Infelizmente ficou muito abaixo do clássico Ilha das Flores. Tá mais pra documentário MICHAEL MOORE, altamente parcial e simplificador. “FULANO foi preso por tentar se comunicar”; não é bem assim, certo? Rádios pirata ameçam comunicações importantes, como nas imediações de aeroportos, por exemplo. Isso pode ameaçar vidas. Por que não expor 1s do pensamento e dos argumentos dos veículos de comunicação e do governo? Fica a dica que obviamente não será seguida.
O que mais me incomoda é a “sombra” da Ilha das Flores. O cidadão podia ter moderado nas “homenagens” e “referências”. Mas, enfim, a iniciativa sempre é válida.
Achei interessante e também acho que não supera Jorge Furtado. Mas apesar de estar de acordo com Diogo também em outros pontos, gostei da crítica. As leis de concessão são antiquadas. Tem-se que levar em consideração que já não vivemos em uma ditadura e o Brasil é (pelo menos se diz) uma democracia. Outro ponto é que o vídeo nem se quer fala da internet, parece feito nos anos 90. Com a popularização da internet em residências e meios móveis, como celulares, isso muda. Muita gente já está deixande de ver televisão.

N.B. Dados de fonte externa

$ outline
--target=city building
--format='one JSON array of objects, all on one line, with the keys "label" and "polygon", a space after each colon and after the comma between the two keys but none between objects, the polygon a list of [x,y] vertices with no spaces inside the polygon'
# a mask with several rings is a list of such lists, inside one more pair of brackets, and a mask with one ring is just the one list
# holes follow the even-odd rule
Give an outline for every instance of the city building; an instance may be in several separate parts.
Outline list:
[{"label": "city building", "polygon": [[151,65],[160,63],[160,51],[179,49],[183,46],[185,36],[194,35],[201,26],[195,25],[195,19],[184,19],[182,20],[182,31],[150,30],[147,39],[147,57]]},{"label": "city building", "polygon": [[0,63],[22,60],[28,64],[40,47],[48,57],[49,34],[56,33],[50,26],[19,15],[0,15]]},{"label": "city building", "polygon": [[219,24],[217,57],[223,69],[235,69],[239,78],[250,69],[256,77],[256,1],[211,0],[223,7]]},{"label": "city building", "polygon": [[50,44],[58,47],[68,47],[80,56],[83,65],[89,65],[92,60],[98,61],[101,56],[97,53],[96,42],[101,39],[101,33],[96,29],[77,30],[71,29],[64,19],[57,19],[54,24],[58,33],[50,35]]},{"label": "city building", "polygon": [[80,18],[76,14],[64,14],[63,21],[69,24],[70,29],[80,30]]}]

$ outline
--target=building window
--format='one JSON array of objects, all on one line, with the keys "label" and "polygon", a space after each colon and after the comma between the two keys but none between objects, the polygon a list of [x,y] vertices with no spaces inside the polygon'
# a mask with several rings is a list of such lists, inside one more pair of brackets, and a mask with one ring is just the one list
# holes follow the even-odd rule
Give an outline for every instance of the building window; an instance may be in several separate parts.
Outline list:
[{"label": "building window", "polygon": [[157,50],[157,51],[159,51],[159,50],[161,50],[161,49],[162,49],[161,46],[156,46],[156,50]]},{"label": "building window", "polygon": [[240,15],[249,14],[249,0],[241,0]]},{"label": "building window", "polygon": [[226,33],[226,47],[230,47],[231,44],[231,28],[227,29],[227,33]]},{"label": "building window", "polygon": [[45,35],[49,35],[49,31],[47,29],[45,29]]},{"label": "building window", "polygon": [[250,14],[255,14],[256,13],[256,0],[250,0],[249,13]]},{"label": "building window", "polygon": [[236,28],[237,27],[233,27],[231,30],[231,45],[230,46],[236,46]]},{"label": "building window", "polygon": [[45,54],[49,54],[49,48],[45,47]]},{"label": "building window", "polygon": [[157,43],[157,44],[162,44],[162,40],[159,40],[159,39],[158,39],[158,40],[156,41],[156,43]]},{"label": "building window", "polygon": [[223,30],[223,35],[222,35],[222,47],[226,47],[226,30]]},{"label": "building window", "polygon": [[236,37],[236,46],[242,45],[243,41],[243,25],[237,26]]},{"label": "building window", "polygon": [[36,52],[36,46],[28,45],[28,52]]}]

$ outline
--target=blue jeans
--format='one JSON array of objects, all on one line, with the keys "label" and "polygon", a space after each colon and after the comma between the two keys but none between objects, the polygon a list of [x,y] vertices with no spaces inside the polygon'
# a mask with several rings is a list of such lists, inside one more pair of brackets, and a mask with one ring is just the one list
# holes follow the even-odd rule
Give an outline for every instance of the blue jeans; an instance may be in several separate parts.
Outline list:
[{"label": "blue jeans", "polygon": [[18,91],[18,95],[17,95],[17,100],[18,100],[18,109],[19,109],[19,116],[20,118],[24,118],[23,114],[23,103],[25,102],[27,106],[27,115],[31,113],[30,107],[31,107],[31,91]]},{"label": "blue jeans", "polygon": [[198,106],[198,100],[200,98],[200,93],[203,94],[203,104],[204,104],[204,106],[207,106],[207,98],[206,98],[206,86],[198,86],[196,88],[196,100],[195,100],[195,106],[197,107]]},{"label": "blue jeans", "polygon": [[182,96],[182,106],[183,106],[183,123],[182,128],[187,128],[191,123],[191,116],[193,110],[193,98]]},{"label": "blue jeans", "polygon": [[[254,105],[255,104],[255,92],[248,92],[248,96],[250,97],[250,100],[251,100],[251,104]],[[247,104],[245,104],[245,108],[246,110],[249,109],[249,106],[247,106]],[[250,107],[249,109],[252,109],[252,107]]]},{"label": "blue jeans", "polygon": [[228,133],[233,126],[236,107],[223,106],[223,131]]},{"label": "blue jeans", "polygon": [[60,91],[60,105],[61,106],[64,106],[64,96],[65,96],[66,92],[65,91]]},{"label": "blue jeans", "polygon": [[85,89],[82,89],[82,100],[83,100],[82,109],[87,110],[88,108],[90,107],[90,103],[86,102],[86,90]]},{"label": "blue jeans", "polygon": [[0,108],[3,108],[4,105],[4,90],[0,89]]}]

Ilha das flores http://www.youtube.com/watch?v=Zfo4Uyf5sgg
sempre vale a pena ler… (link com a entrevista com o diretor)
Como se deu a produção?
Inicialmente é importante lembar que tivemos o suporte de muitos parceiros do movimento social que ajudaram com infraestrutura técnica sem os quais essa produção seria impossível. Como contávamos com pouco dinheiro, tínhamos que pensar um roteiro capaz de descrever a dramática situação da comunicação no Brasil em sua complexidade sem que fosse preciso uma produção dispendiosa. Optamos por um formato inspirado no curta “Ilha das Flores”, de Jorge Furtado. Esse formato conta de uma forma bem humorada a dura situação da desigualdade social brasileira. A estrutura se resume a uma narrativa em off e uma sucessão de imagens que se repetem. A locução em off facilita tecnicamente as gravações nas locações e acaba barateando o processo; por outro lado, a televisão brasileira nos fornece um rico material dos contraexemplos de uma comunicação razoável. Assim, entendemos que o formato do “Ilha das Flores” resolvia a equação “baixo orçamento x conteúdo extenso”.